Salvi of Quick Heal says, “To further combat these scams, the government may enhance international cooperation to address cross-border cybercrime, implement stricter regulations for digital platforms and provide specialised training to law enforcement agencies to improve their ability to investigate and prosecute these cases.”

Tewari of Spydra Technologies feels the government should make regular security audits mandatory and encourage adoption of global cybersecurity standards.

What Should You Do?

Advisories and warnings abound, but the reality on the ground is that there are no specific legal definitions for criminalising digital arrest. “Unfortunately, there is no specific legal definition for “digital arrest” in the prevalent acts or laws in the country. However, the legal framework under Bharatiya Nyaya Sanhita and the IT Act facilitates law enforcement agencies to combat such scams,” says Roy.

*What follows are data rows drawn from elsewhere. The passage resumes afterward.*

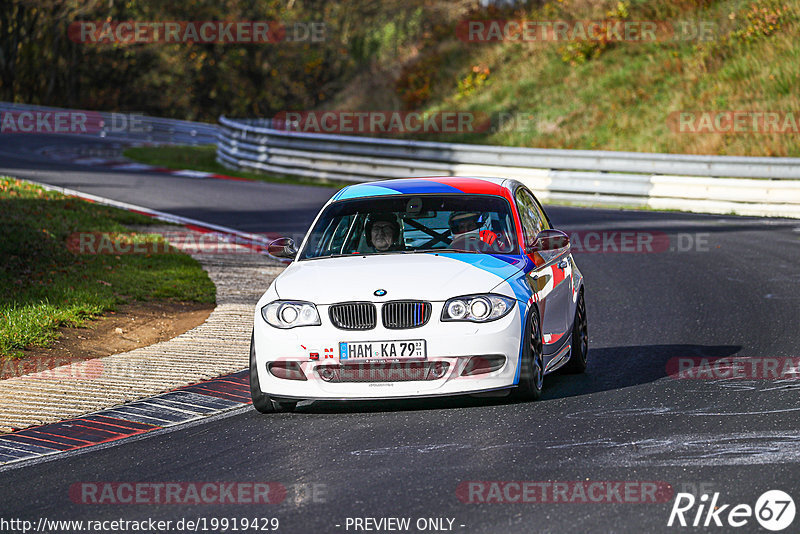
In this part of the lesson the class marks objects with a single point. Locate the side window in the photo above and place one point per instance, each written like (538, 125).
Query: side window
(531, 218)
(542, 215)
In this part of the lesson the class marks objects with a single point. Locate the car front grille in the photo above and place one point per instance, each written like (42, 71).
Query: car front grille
(403, 314)
(353, 315)
(383, 372)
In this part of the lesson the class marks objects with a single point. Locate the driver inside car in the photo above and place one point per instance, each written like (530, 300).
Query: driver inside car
(383, 233)
(467, 235)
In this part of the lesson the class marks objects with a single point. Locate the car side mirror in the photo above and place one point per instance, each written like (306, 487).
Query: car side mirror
(549, 240)
(283, 247)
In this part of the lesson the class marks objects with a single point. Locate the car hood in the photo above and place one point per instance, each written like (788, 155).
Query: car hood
(423, 276)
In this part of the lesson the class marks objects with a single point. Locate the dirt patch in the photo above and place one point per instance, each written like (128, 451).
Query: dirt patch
(132, 326)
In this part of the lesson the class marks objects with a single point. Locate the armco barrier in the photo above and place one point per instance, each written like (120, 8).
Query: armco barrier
(713, 184)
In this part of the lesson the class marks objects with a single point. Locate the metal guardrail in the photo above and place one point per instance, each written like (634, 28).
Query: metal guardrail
(715, 184)
(117, 126)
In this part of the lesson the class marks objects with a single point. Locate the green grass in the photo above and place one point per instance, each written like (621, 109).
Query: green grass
(203, 158)
(43, 285)
(622, 98)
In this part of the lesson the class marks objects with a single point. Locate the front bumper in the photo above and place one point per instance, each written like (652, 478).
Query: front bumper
(451, 343)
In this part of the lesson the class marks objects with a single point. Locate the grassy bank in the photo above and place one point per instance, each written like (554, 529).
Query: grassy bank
(44, 285)
(609, 95)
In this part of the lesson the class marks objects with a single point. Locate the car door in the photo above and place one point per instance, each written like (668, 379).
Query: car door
(551, 279)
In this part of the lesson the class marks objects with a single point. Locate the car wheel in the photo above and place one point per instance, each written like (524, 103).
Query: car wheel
(261, 402)
(532, 373)
(580, 340)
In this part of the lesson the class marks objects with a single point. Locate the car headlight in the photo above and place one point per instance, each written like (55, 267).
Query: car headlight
(477, 308)
(290, 313)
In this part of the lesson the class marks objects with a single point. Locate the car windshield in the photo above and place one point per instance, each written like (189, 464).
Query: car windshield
(400, 224)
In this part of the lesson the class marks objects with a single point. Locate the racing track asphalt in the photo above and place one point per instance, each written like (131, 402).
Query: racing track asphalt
(624, 420)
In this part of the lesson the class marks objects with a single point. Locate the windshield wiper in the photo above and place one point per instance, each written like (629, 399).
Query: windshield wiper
(446, 250)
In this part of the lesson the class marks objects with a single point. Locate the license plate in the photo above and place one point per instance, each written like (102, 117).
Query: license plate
(382, 350)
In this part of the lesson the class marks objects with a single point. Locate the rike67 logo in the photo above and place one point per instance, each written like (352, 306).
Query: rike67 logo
(774, 510)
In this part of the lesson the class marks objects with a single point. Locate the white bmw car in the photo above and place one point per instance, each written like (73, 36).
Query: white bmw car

So, it’s best to take appropriate steps yourself. “Avoid providing any personal information or making payments. Scammers rely on panic and quick compliance, so taking a step back can prevent them from succeeding. Meanwhile, one can verify calls by contacting official agencies directly or verify suspicious calls and credentials using official websites. It is advisable to not rely on regular search engines and unverified sites, as scammers often upload fake numbers online,” advises Roy.

Also, note genuine investigations cannot end in payments. Any such demand should raise a red flag.

Salvi urges citizens to keep their bank accounts in check. “It is crucial to act quickly, especially if money has been transferred, as contacting the bank within 15–20 minutes may help freeze the transaction. Preserve all evidence related to the scam, including call recordings, messages and transaction details, as these will be vital for the investigation. Victims should also monitor their credit reports for any unauthorised activity and work with credit bureaus to dispute any errors resulting from fraud,” he says.

While the government and law-enforcement agencies figure out newer methods to curb the menace of digital arrest, the reins ultimately remain in your hands to not fall prey to such scams in the first place.